Au-delà, l’Euro est en train de tuer l’UE elle-même par la montée désormais irrémédiable d’antagonismes révélés par les politiques austéritaires décidées à Berlin ou Bruxelles et appliquées d’Athènes à Rome en passant par Madrid et Paris. Il faut ici rappeler les mots utilisés par Pablo Iglésias, le dirigeant de PODEMOS, lors du discours qu’il a prononcé comme candidat du groupe de la Gauche Unitaire Européenne (GUE) à la présidence du Parlement Européen le 30 juin 2014: « la démocratie, en Europe, a été victime d’une dérive autoritaire (…) nos pays sont devenus des quasi-protectorats, de nouvelles colonies où des pouvoirs que personne n’a élus sont en train de détruire les droits sociaux et de menacer la cohésion sociale et politique de nos sociétés ». Ce sont des mots forts, des mots terribles. Ils décrivent un processus de domination politique qui est de type quasi-colonial, établi sur les pays européens par les institutions européennes pour le plus grand profit de l’Allemagne et, sans doute, des Etats-Unis. C’est de cela que l’idée européenne, à laquelle nous avons tous tant de raisons d’être attachés, et l’Union européenne, sont en train de mourir. Que cette mort soit accélérée par l’incohérence des réponses apportées à la crise des réfugiés est une évidence. Mais, si l’Union européenne avait un taux de chômage de 4% ou 5%, pensons nous sérieusement que cette question des réfugiés prenne une telle dimension ?

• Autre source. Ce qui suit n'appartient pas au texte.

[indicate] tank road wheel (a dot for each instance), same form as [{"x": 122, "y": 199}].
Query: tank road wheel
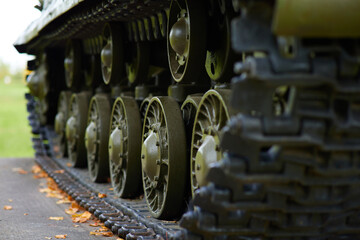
[
  {"x": 211, "y": 117},
  {"x": 112, "y": 53},
  {"x": 220, "y": 58},
  {"x": 125, "y": 147},
  {"x": 73, "y": 63},
  {"x": 75, "y": 128},
  {"x": 143, "y": 107},
  {"x": 97, "y": 136},
  {"x": 60, "y": 121},
  {"x": 92, "y": 71},
  {"x": 137, "y": 68},
  {"x": 189, "y": 109},
  {"x": 163, "y": 157},
  {"x": 186, "y": 45}
]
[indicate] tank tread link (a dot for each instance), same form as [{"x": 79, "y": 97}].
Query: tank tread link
[{"x": 249, "y": 108}]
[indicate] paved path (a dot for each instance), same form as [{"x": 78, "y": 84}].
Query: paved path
[{"x": 29, "y": 217}]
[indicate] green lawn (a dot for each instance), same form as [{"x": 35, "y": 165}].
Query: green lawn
[{"x": 15, "y": 133}]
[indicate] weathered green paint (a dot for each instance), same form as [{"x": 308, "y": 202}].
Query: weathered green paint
[
  {"x": 52, "y": 10},
  {"x": 317, "y": 18}
]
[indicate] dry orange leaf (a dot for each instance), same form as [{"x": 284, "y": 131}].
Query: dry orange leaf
[
  {"x": 63, "y": 236},
  {"x": 19, "y": 170},
  {"x": 62, "y": 201},
  {"x": 56, "y": 218},
  {"x": 42, "y": 190},
  {"x": 7, "y": 207},
  {"x": 81, "y": 218},
  {"x": 40, "y": 175},
  {"x": 101, "y": 195},
  {"x": 105, "y": 234},
  {"x": 71, "y": 211},
  {"x": 94, "y": 225},
  {"x": 36, "y": 169}
]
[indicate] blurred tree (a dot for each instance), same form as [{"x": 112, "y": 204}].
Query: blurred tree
[{"x": 6, "y": 71}]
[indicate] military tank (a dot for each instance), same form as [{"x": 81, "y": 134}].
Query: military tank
[{"x": 245, "y": 112}]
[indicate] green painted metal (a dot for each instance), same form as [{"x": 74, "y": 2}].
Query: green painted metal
[
  {"x": 53, "y": 9},
  {"x": 317, "y": 18}
]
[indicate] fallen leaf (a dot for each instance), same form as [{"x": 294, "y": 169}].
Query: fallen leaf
[
  {"x": 61, "y": 236},
  {"x": 71, "y": 211},
  {"x": 74, "y": 208},
  {"x": 54, "y": 195},
  {"x": 36, "y": 169},
  {"x": 42, "y": 190},
  {"x": 19, "y": 170},
  {"x": 105, "y": 234},
  {"x": 7, "y": 207},
  {"x": 56, "y": 148},
  {"x": 94, "y": 225},
  {"x": 101, "y": 195},
  {"x": 62, "y": 201},
  {"x": 81, "y": 218},
  {"x": 56, "y": 218}
]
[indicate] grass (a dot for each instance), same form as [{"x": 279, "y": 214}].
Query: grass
[{"x": 15, "y": 133}]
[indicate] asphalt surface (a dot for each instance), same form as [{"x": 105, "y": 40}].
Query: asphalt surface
[{"x": 31, "y": 209}]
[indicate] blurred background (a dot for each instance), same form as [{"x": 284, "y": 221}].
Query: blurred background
[{"x": 15, "y": 135}]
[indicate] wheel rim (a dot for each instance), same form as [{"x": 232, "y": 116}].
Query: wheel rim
[
  {"x": 75, "y": 129},
  {"x": 125, "y": 147},
  {"x": 186, "y": 39},
  {"x": 72, "y": 63},
  {"x": 112, "y": 53},
  {"x": 219, "y": 57},
  {"x": 211, "y": 117},
  {"x": 92, "y": 71},
  {"x": 96, "y": 138},
  {"x": 163, "y": 153},
  {"x": 143, "y": 107},
  {"x": 137, "y": 68},
  {"x": 60, "y": 121}
]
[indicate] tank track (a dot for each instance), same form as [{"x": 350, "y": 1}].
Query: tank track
[
  {"x": 292, "y": 176},
  {"x": 291, "y": 164},
  {"x": 129, "y": 219}
]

Le drame des européistes, et la preuve de leur schizophrénie politique, est qu’ils ne veulent pas admettre que c’est l’ensemble du projet européen, au-delà de l’UE, qui est aujourd’hui mis en cause par l’existence de l’Euro. Il s’accroche à l’institution de la monnaie unique avec une ferveur religieuse tout en reconnaissant les problèmes qu’elle suscite. Comment ne pas penser, alors, à cette phrase fameuse de Bossuet : « Mais Dieu se rit des prières qu’on lui fait pour détourner les malheurs publics, quand on ne s’oppose pas à ce qui se fait pour les attirer. Que dis-je? Quand on l’approuve et qu’on y souscrit, quoique ce soit avec répugnance »[3].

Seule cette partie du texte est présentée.